I like to use worst case scenario planning for deploying firmware updates. What’s the worst that could happen? The firmware update failing and having to touch every device to perform a factory reset. With over 14,000 devices deployed across almost 200 buildings, and having a limited support staff, this could take weeks if not months to resolve.
Currently the smallest scope we can update is one network/site given constraints imposed by the cloud managed access points we have deployed. When a stable firmware version becomes available, a smaller, lower impact site is chosen as the first site for testing. Once the firmware version has been installed, a burn-in period is given to allow for any negative impact to be noted. This burn-in period is usually weeks long. After a level of comfort has been achieved, the firmware will be rolled to a larger site and another burn-in period will begin. If after the second burn-in period no issues are noted, the deployment schedule is increased to multiple sites per week. Special attention is still given to observe any negative impact. If no issues are noted, the deployment schedule is again increased to multiple sites per night/maintenance window until the remaining sites have been upgraded. Managing upgrades in this fashion minimizes the risk of a major issue and allows mitigation via rolling back a minimal number of sites.
What type of firmware issues can occur? The worst case I’ve experienced to date was rolling out beta firmware that was intended to resolve a known bug related to MU-MIMO that caused significantly degraded performance for users (these details are better suited for another blog entry). The new firmware did in fact resolve the MU-MIMO bug but introduced a new bug that caused the access points to reboot multiple times per day. The bug only impacted high-density sites where client load-balancing was enabled. The new firmware version introduced 802.11v as part of client-load balancing management as well as the bug fix for the MU-MIMO issue. Two work arounds were to downgrade the firmware version or to disable client load-balancing. Both work arounds provided stability, but downgrading re-introduced the previous MU-MIMO bug.
When selecting new firmware, I recommend staying with proven versions. Most vendors signify their proven versions as ‘stable’, use a gold star, or have some other rating system. I recommend understanding the system used by your vendor or vendors so you can select properly vetted firmware. Expanding on this idea a little further – only use Beta firmware versions if you are using them to resolve an already discovered bug or if there is a new feature you absolutely cannot live without. As noted previously, beta versions almost always have bugs or they wouldn’t be beta. It’s just a matter of whether the bugs affect your environment or not.
Rogue AP Detection
Many wireless access points have built in WIDS/WIPS capabilities. Rogues AP detection is an important feature that can help detect rogues that have been introduced. Detecting is the important first step to removal or mitigation. Many management systems also support email alerts to notify admins when rogues are detected. In a network with a large number of access points with many surrounding networks, a great deal of care must be taken when enabling alerts of this nature.
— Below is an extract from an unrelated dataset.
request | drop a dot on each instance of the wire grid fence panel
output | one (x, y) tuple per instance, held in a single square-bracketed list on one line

No one on an email distribution list wants hundreds or thousands of emails for false positives. Unfortunately in my environment, given the number of access points, the proximity to residential areas and configuration limitations imposed by the cloud management system, I was unable to implement a system that allowed thorough enough classification to allow enabling email alerts for rogue AP detection. Ultimately, a better solution was to develop a script leveraging the vendor API to provide first level detection of rouge APs that could be further scrutinized for classification, mitigation, and/or removal. I hope to do another entry on the API script in the future.
A trial test was done using around 10% of my sites. Over a holiday weekend 25 email alerts were generated. Obviously, this does not scale well and the ultimate decision was made to use the API script rather than email alerts.
Alerts
This section builds on the email alerts mentioned in the Rogue AP Detection section. Many vendors offer a variety of alerts. One that can be extremely helpful is when devices go offline. When managing thousands of devices, many of which don’t have battery backup systems, care must be taken when choosing the alert interval for down devices. One widespread power outage could result in thousands of emails being sent to admins and result in critical emails getting lost in “the noise”. Our current cloud platform allows configuring alerts based on the down time of the device. We set switches to alert after being down for 30 minutes and access points to 60 minutes. This minimizes notifications for brief power outages but allows emails to be sent for devices that may need attention.
In conclusion, when you are managing large scale networks be sure to spend time considering the impact of any configuration or firmware updates you make. The impacts may be far reaching. To sum things up in one sentence. Always have a plan!